José Bretón: el mal infinito
¿Podemos convertir en negocio la tragedia ajena? ¿Dónde empieza el oportunismo y dónde la legítima pesquisa del fondo abisal de lo humano?


Los seres humanos no sabemos lidiar con el mal infinito. Cuando el error moral es mesurable, podemos comprenderlo y acotarlo. Todos hemos cometido errores, y en el corazón de cualquier persona anidan pasiones miserables. También en la suya, lector, o en la mía. Porque si no, no seríamos humanos. Pero lo monstruoso, por fortuna, no está al alcance de cualquiera y su mera concepción supone un desafío para las categorías con las que normalmente ordenamos la realidad. Hay cosas que se hacen infinitas no porque se antojen colosales, sino porque simplemente hacen añicos la vara de medir. La maldad perfecta, la expresión superlativa del odio o los confines patológicos del egoísmo humano generan un terror fascinante desde su mera contemplación.
La editorial Anagrama, a instancias de la Fiscalía, ha suspendido la distribución del libro de Luisgé Martín que recoge el testimonio de José Bretón, aquel padre que asesinó a sus dos hijos en Córdoba y que desintegró sus cuerpos en un improvisado horno crematorio. Una saludable pulsión liberal nos recuerda que la carga de la prueba debe siempre recaer en quien censura y no en quien publica. Pero, al mismo tiempo, construir un artefacto comercial atravesado por el lucro económico a partir de un horror todavía vigente no puede dejar de interpelarnos. Los extremos legales del caso, por fortuna, los dilucidarán los jueces. Pero hay demasiadas preguntas orbitando en torno a la polémica y a nuestra propia naturaleza.

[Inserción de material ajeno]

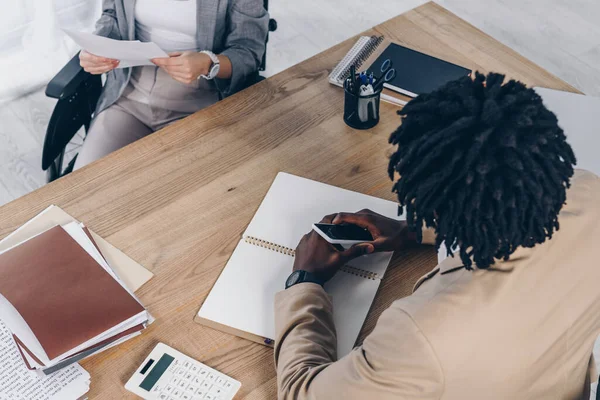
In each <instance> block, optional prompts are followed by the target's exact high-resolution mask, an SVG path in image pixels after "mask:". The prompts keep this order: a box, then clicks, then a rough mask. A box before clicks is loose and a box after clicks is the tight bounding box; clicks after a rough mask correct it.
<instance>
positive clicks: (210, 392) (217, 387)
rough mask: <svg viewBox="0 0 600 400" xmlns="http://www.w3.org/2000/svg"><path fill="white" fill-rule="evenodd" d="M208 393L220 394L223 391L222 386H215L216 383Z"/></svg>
mask: <svg viewBox="0 0 600 400" xmlns="http://www.w3.org/2000/svg"><path fill="white" fill-rule="evenodd" d="M209 393H211V394H213V395H215V396H220V395H222V394H223V393H224V390H223V388H221V387H219V386H217V385H213V386H212V387H211V388H210V390H209Z"/></svg>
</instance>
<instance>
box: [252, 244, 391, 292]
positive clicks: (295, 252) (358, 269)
mask: <svg viewBox="0 0 600 400" xmlns="http://www.w3.org/2000/svg"><path fill="white" fill-rule="evenodd" d="M244 241H245V242H246V243H249V244H251V245H254V246H258V247H262V248H265V249H269V250H273V251H276V252H278V253H281V254H285V255H288V256H290V257H295V256H296V251H295V250H294V249H290V248H289V247H285V246H281V245H279V244H276V243H272V242H267V241H266V240H262V239H259V238H255V237H254V236H246V237H244ZM340 271H344V272H346V273H348V274H352V275H355V276H359V277H361V278H366V279H371V280H373V281H375V280H381V277H380V276H379V274H377V273H375V272H371V271H365V270H364V269H360V268H356V267H352V266H350V265H344V266H343V267H342V268H340Z"/></svg>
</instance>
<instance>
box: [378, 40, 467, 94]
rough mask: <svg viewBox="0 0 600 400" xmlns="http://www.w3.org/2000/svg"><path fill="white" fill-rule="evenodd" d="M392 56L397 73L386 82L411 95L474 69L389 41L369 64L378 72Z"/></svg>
mask: <svg viewBox="0 0 600 400" xmlns="http://www.w3.org/2000/svg"><path fill="white" fill-rule="evenodd" d="M387 59H389V60H390V61H391V62H392V66H393V68H394V69H395V70H396V76H395V77H394V79H392V80H391V81H390V82H388V83H386V84H385V85H384V86H385V87H387V88H388V89H391V90H393V91H395V92H398V93H402V94H405V95H407V96H410V97H417V96H418V95H420V94H422V93H429V92H431V91H433V90H435V89H437V88H439V87H440V86H442V85H444V84H445V83H447V82H450V81H453V80H455V79H458V78H460V77H463V76H467V75H469V74H470V73H471V70H470V69H467V68H463V67H461V66H459V65H456V64H452V63H449V62H448V61H444V60H440V59H439V58H435V57H432V56H429V55H427V54H423V53H419V52H418V51H415V50H411V49H409V48H406V47H403V46H400V45H398V44H395V43H390V44H389V45H388V46H387V48H386V49H385V50H384V51H383V53H381V54H380V55H379V57H377V59H376V60H375V62H374V63H373V64H372V65H371V67H370V68H369V71H373V72H374V73H375V74H376V75H377V74H378V73H380V68H381V64H383V62H384V61H385V60H387Z"/></svg>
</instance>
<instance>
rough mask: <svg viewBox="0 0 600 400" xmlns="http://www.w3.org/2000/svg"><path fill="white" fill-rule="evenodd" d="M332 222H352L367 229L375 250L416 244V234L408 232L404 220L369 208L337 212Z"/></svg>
mask: <svg viewBox="0 0 600 400" xmlns="http://www.w3.org/2000/svg"><path fill="white" fill-rule="evenodd" d="M333 223H334V224H343V223H346V224H354V225H358V226H360V227H362V228H365V229H367V230H368V231H369V232H370V233H371V236H373V241H372V242H369V243H370V244H371V245H373V247H374V249H375V251H395V250H401V249H404V248H407V247H410V246H414V245H416V244H417V242H416V235H415V234H414V233H413V232H409V230H408V226H407V224H406V221H397V220H395V219H392V218H388V217H384V216H383V215H380V214H377V213H376V212H374V211H371V210H367V209H365V210H361V211H359V212H357V213H339V214H337V215H336V216H335V218H333Z"/></svg>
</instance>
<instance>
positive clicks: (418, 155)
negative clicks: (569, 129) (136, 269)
mask: <svg viewBox="0 0 600 400" xmlns="http://www.w3.org/2000/svg"><path fill="white" fill-rule="evenodd" d="M503 82H504V75H501V74H496V73H490V74H489V75H487V77H486V76H484V75H482V74H480V73H476V75H475V78H474V79H471V78H470V77H464V78H461V79H458V80H456V81H453V82H449V83H448V84H446V85H444V86H443V87H441V88H439V89H437V90H435V91H433V92H431V93H429V94H423V95H420V96H418V97H417V98H416V99H414V100H412V101H411V102H409V103H408V104H407V105H406V106H405V107H404V109H402V110H401V111H399V112H398V114H399V115H400V116H401V119H402V125H400V127H399V128H398V129H397V130H396V131H395V132H394V133H393V134H392V135H391V137H390V143H392V144H394V145H398V149H397V151H396V152H395V153H394V154H393V155H392V156H391V159H390V163H389V167H388V173H389V175H390V178H391V179H392V180H394V177H395V173H396V172H397V173H398V174H399V176H400V178H399V179H398V181H396V182H395V183H394V186H393V191H394V192H395V193H397V195H398V200H399V201H400V204H401V205H403V206H406V211H407V221H408V225H409V227H410V228H411V229H413V230H414V231H416V233H417V238H418V240H419V241H421V239H422V232H421V229H422V227H423V224H425V225H427V226H428V227H433V228H435V230H436V233H437V241H436V247H437V248H439V246H440V244H441V243H442V242H444V243H445V244H446V245H447V247H448V255H452V253H453V251H455V250H456V248H457V246H458V247H459V249H460V250H459V251H460V257H461V260H462V262H463V263H464V265H465V267H466V268H467V269H472V263H473V262H475V264H476V266H477V268H488V267H489V266H490V265H492V264H494V259H495V258H497V259H504V260H508V259H509V257H510V255H511V254H512V253H513V252H514V251H515V250H516V249H517V248H518V247H519V246H523V247H533V246H535V245H536V244H538V243H543V242H544V241H545V240H546V238H552V234H553V232H554V231H555V230H558V229H559V224H558V213H559V211H560V209H561V208H562V206H563V204H564V203H565V199H566V189H567V188H568V187H569V186H570V178H571V176H572V175H573V165H574V164H575V163H576V160H575V155H574V154H573V150H572V149H571V146H570V145H569V144H568V143H567V141H566V137H565V134H564V132H563V130H562V129H561V128H560V127H559V126H558V123H557V122H558V121H557V119H556V116H555V115H554V114H553V113H552V112H550V111H549V110H548V109H547V108H546V107H544V105H543V104H542V99H541V98H540V96H539V95H538V94H536V93H535V91H533V90H532V89H528V88H527V87H525V85H524V84H522V83H521V82H517V81H514V80H511V81H509V82H507V83H505V84H503Z"/></svg>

¿Podemos convertir en negocio la tragedia ajena? ¿Es la literatura una jurisdicción autónoma incluso cuando aborda hechos reales? ¿Qué papel como sociedad tenemos en la custodia del honor de aquellas víctimas y de su madre? ¿Dónde empieza el oportunismo y dónde la legítima pesquisa del fondo abisal de lo humano? ¿Cuánto rigor periodístico debemos exigirnos cuando escribimos sobre una realidad superlativamente dolorosa? Este caso, ¿se asemeja más a Capote o a los programas amarillistas de los crímenes de Alcàsser? ¿Cuándo y por qué se impone la necesidad de guardar silencio como una forma de cautela solemne? ¿Qué rango de calidad literaria puede legitimar una decisión editorial así? ¿Debemos negarle la palabra a quien ha cometido un crimen atroz o ese sería un castigo inmisericorde?
Me confieso incapaz de responder de forma satisfactoria a todas estas preguntas. Lo que sí tengo claro es que son estas las cuestiones que deberían enfrentarse para asumir un proyecto tan complejo y arriesgado como la escritura y edición de un libro semejante.